Q and A with Jerry Aldape 
by Brad Carlson
Published: November 20,2006
Time posted: 1:00 am
Tags: Business News
Since Jerry Aldape became president of Syringa Bank in February 2000, the Boise-based institution has grown from one branch to five and increased total assets from $32 million to just over $200 million — a milestone reached last week.
Syringa opened a new branch office this week in Middleton, and plans new offices in southeast Meridian and in Lewiston. Syringa also operates offices in downtown and central Boise, as well as in Meridian and Eagle.
Aldape, 57, grew up in Boise and graduated from Boise State University. He started his banking career in 1979 in Boise with the old United First Federal Savings, which Washington Federal Savings later acquired.
He served as president of Pioneer Bank in Baker City, Ore., from 1994 to 2000.
Pioneer later was acquired by Clarkston, Wash.-based First Bank.
Syringa Bank opened in February 1997. Aldape took over as president three years later after Bud Wood retired.
The bank now employs 66.
What do you like most about Syringa Bank?
I work with some of the best people in the Treasure Valley, and I really enjoy that. I get a bigger kick out of a customer who thanks me for an experience he had at the bank than I do from a stockholder who compliments me on management of the balance sheet.
Banking is a dynamic business, and we are going to make our success through hiring the right employees. If we hire the right people in the right positions, the balance sheet and profit and loss will take care of itself.
What is the bank’s market niche? Has it changed recently?
It always has been small commercial business, both on the loan side and the deposit side. We also do everything for the consumer, from boat loans and car loans to home equity loans.
Our bread and butter is small commercial banking. Our legal lending limit in 2000 was about $300,000. Now it’s up to $4 million. Our sweet spot on the low side is still at $50,000. We do a lot of commercial lending and can go up to $1.5 million very comfortably and as high as $4 million.
We are a community bank that specializes in small commercial lines of credit and deposits. We’ve been very successful at that and we don’t plan to change that.
What banking products and services are in greatest demand now? Where is demand slowing?

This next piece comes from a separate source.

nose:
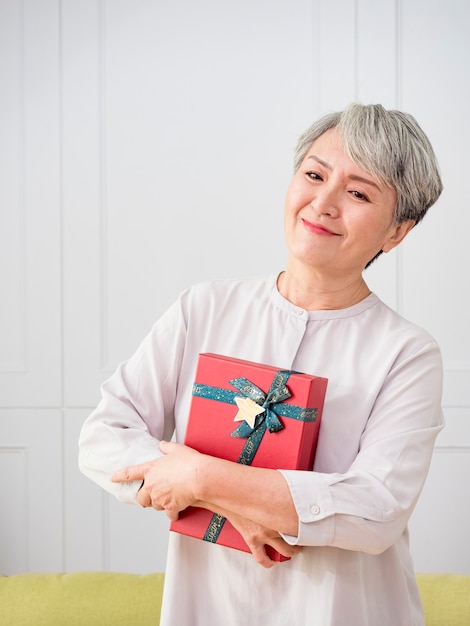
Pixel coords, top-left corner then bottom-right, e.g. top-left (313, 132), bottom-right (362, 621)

The Treasure Valley is a very positive economic climate. We still see a lot of demand for small commercial banking. The entrepreneurs are still here, and we are going to continue to provide capital to grow the Treasure Valley. The economy may stabilize, but it’s not going to implode.
We’ve had a challenge growing our demand deposit accounts. That’s normal in a high-growth area, where you see more demand for growth capital. Every bank in the Valley is growing on the earning-asset side.
How is the competitive environment? Does southwest Idaho have too many banks?
This is a very competitive environment and the future is going to bring more competition. This is the most economically dynamic area in the state.
I feel that there are too many branch banks around here, and that it’s going to be difficult for all of us to be extremely successful. No one is going to lose money or go under, but if you’re looking to have 25 to 30 percent growth each year, that’s going to be difficult for all financial institutions.
Syringa Bank has been adding branch offices at a fairly fast pace. Why is the bank in growth mode now?
Our business model works. We hire the right people, we pay them over the market rate, and we treat our customers like they are really important to us. We take nothing for granted in every business relationship we have.
We’ve been growing 25 percent, and our balance sheet is probably better than most. As long as we can have quality growth and we don’t do something stupid, we will continue to aggressively grow.
Many mortgage companies have entered southwest Idaho or expanded here in recent years. Is that particularly challenging for community banks?
Our mortgage department in the last three months has been extremely successful. We will exceed our 2006 budget target in our mortgage department. We have had a good year, and the last three months have been exceptional. Most of our mortgage business is repeat business.
We know the market has been extremely competitive. Is this particularly challenging for community banks? I don’t think so. One thing about a community bank is that if we get a customer in the door, no matter what type of loan they are looking for, we are there to help them out. We are a relationship-based bank.
As long as we are able to sell mortgages into the secondary market, we can be very aggressive on our pricing because they are not going into a portfolio.
When should a business consider working with a community bank? When is a large bank a better option?
I meet people all the time and ask them who they bank with. And they tell me large banks, small banks … I ask them, “Do they understand you and the risk you have personally and professionally?” If the answer is yes, I tell them they should stay there.
Sometimes, large commercial customers need a large financial institution, and are not looking for understanding, they are looking the lowest bid.
Every institution has a loan-to-one-borrower restriction. To us, it’s 20 percent of capital. The largest loan we can make to one entity is $4 million.
What is the best part of Syringa Bank’s balance sheet? Where are the opportunities for growth or improvement?
The best part of the balance sheet right now is our quality loan portfolio. We have one of the lowest loan delinquencies, and one of the most conservative balance sheets.